Lennart Sorensen lsorense at csclub.uwaterloo.ca
Mon Sep 16 09:37:06 PDT 2013

On Fri, Aug 30, 2013 at 12:26:44AM +0300, Siarhei Siamashka wrote:
> I'm not really familiar with the Altivec intrinsics. They might provide
> some syntax sugar (which also might be compiler specific). But the
> intrinsics are converted to the Altivec instructions in the generated
> code in the end. There are two Altivec manuals (for assembly and
> intrinsics) here:
> http://www.freescale.com/files/32bit/doc/ref_manual/ALTIVECPEM.pdf
> http://www.freescale.com/files/32bit/doc/ref_manual/ALTIVECPIM.pdf
> Reads outside the malloc area are fine. If we need to read only a single
> last pixel of the image, then reading the whole 16 byte chunk it
> belongs to is also fine.

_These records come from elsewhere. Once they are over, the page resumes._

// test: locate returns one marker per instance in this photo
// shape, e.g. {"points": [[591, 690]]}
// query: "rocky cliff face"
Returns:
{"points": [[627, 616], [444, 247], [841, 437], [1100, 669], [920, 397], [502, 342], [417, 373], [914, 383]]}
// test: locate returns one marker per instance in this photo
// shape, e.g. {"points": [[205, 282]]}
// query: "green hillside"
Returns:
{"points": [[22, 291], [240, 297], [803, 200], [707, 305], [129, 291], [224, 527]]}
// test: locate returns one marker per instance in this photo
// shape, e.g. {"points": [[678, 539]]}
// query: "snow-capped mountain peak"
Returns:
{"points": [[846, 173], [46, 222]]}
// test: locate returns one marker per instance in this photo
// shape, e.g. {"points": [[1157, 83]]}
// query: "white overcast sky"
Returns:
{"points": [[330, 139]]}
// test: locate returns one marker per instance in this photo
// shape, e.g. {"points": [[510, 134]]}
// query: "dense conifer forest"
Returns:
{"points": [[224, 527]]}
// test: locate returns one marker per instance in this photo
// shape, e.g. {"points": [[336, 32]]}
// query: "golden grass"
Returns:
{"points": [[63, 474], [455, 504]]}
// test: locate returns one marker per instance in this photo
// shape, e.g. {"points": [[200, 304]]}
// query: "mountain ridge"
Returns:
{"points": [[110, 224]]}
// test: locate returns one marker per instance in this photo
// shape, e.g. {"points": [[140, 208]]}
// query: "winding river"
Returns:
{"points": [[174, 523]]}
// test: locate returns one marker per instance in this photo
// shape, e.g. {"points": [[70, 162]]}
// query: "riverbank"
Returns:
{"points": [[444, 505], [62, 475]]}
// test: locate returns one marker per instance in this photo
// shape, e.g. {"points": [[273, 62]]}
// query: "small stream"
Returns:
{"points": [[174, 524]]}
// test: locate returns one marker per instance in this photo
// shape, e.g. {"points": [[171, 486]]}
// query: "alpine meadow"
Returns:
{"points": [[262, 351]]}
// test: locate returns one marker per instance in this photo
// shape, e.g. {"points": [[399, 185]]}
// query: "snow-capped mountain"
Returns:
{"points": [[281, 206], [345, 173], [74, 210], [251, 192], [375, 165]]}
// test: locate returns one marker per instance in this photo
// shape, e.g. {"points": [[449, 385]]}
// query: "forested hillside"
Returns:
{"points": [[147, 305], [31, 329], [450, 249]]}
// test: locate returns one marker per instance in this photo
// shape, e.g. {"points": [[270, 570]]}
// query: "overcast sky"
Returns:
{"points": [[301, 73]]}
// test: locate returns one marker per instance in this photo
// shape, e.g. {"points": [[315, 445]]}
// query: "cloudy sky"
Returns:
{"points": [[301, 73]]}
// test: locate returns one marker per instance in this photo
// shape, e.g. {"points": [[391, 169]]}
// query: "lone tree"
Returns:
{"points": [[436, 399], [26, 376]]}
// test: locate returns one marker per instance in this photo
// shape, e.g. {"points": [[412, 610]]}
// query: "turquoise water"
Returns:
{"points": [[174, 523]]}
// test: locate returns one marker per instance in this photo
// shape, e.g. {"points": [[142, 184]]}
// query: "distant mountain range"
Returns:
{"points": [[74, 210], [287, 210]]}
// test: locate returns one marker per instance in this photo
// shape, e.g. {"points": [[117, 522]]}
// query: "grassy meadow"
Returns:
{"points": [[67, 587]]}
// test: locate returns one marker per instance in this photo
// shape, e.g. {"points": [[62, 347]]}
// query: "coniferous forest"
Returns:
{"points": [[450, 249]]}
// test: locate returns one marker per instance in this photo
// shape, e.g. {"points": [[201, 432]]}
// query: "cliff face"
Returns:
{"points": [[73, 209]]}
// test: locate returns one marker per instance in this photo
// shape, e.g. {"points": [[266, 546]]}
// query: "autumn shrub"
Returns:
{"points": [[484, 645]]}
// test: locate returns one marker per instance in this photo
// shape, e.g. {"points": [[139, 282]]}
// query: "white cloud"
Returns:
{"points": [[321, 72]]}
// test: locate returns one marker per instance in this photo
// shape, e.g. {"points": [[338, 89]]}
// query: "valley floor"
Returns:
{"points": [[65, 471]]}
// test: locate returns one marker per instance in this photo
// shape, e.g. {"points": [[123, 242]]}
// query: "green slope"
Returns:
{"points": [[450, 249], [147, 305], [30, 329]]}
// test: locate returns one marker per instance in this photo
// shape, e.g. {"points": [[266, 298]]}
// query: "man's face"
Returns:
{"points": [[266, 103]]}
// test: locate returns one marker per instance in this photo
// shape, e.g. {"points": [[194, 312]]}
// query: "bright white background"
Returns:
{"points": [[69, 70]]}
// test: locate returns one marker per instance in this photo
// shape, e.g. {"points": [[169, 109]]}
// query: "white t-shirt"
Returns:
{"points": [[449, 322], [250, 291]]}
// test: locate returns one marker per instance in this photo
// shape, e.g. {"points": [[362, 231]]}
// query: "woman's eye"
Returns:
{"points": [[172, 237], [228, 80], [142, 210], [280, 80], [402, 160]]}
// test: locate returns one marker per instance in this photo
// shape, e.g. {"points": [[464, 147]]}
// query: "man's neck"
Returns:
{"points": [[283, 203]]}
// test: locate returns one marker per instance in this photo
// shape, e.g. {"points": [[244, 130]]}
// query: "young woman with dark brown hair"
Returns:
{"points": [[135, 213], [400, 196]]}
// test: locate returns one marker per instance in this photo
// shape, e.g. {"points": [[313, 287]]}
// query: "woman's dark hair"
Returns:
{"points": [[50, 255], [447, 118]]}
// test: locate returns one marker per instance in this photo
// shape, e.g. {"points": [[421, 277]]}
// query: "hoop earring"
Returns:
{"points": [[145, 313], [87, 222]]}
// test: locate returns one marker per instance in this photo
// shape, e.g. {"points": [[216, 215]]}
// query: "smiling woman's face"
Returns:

It is not going to cause any segfaults (the
> needed bytes and the extra bytes from this 16 byte chunk all belong to
> the same memory page). And merely reading obviously can't corrupt
> memory. I think similar tricks are used by glibc also for x86, that's
> why valgrind ships with a list of suppressions for false positives.
> But any writes outside of the malloc area are really bad. Even if they
> write back the same value that was read from this memory location just
> a few instructions ago.

It certainly seems bad.

> The possible solution is to add some extra code before the VMX combiner
> loops to align the destination to 16 bytes boundary. Just like it is
> done for SSE2:
>     http://cgit.freedesktop.org/pixman/tree/pixman/pixman-sse2.c?id=pixman-0.30.2#n663

Hmm, having some issues trying to figure out what that code is trying
to do.  I really wish people could use meaningful variable names.
That is, meaningful to other people too.

> You can try to disable most of the VMX combiners by commenting out
> the pointers initialization here:
>    http://cgit.freedesktop.org/pixman/tree/pixman/pixman-vmx.c?id=pixman-0.30.2#n1622
> For debugging purposes keep just one combiner, which can still reliably
> trigger the problem. Then try to fix this problem. And then apply the
> same fix to the rest of the VMX code.
> We may also have troubles accessing memory before the malloc area. The
> address of the allocated memory block also should be 16 bytes aligned
> to workaround the problem. So just allocating 16 bytes extra is not
> enough. You can try using memalign/posix_memalign to test this. In any
> case, that's only a test to investigate/confirm the problem. It might
> be not worth wasting time.
> > I am not sure if the vec_ld is implemented in the compiler or libc,
> The intrinsics are converted to assembly instructions by the compiler.
> > and I can't remember if I still used the same gcc version when testing
> > with libc 2.17.  I am using gcc 4.6 from Debian wheezy at the moment.
> > I am pretty sure I tried with 4.7 as well with no change in behaviour.
> I suspect that the only relevant difference between glibc versions
> affecting this bug could be the malloc implementation.
> Some other possible sources of problems are the OpenMP implementation
> and TLS. But if everything works fine with VMX disabled, then they are
> probably not at fault here.

OK I found some time to play with it a bit.

If I comment out:
    imp->combine_32[PIXMAN_OP_OVER] = vmx_combine_over_u;

then affine-test passes.

If I also comment out:
    imp->combine_32[PIXMAN_OP_ADD] = vmx_combine_add_u;

then scaling-test also passes.

I can leave the rest enabled, so either those are fine, or they just
aren't in use in those tests.

Now I did just try turning off openMP, and it appears to solve the problem.
Interesting.  So for some reason without vmx it is fine with openMP,
but vmx + openMP = crash.

And wow is it ever a lot slower without openMP for running the tests.

I still can't make sense of why upgrading libc from 2.13 to 2.17 makes
the crashes go away.  I don't even have to recompile after changing the
version of libc, it just stops crashing.

So it seems openmp + vmx code + libc 2.13 = memory corruption and crash.
Change any one of them, and it doesn't crash.

Maybe this one will just have to remain a mystery.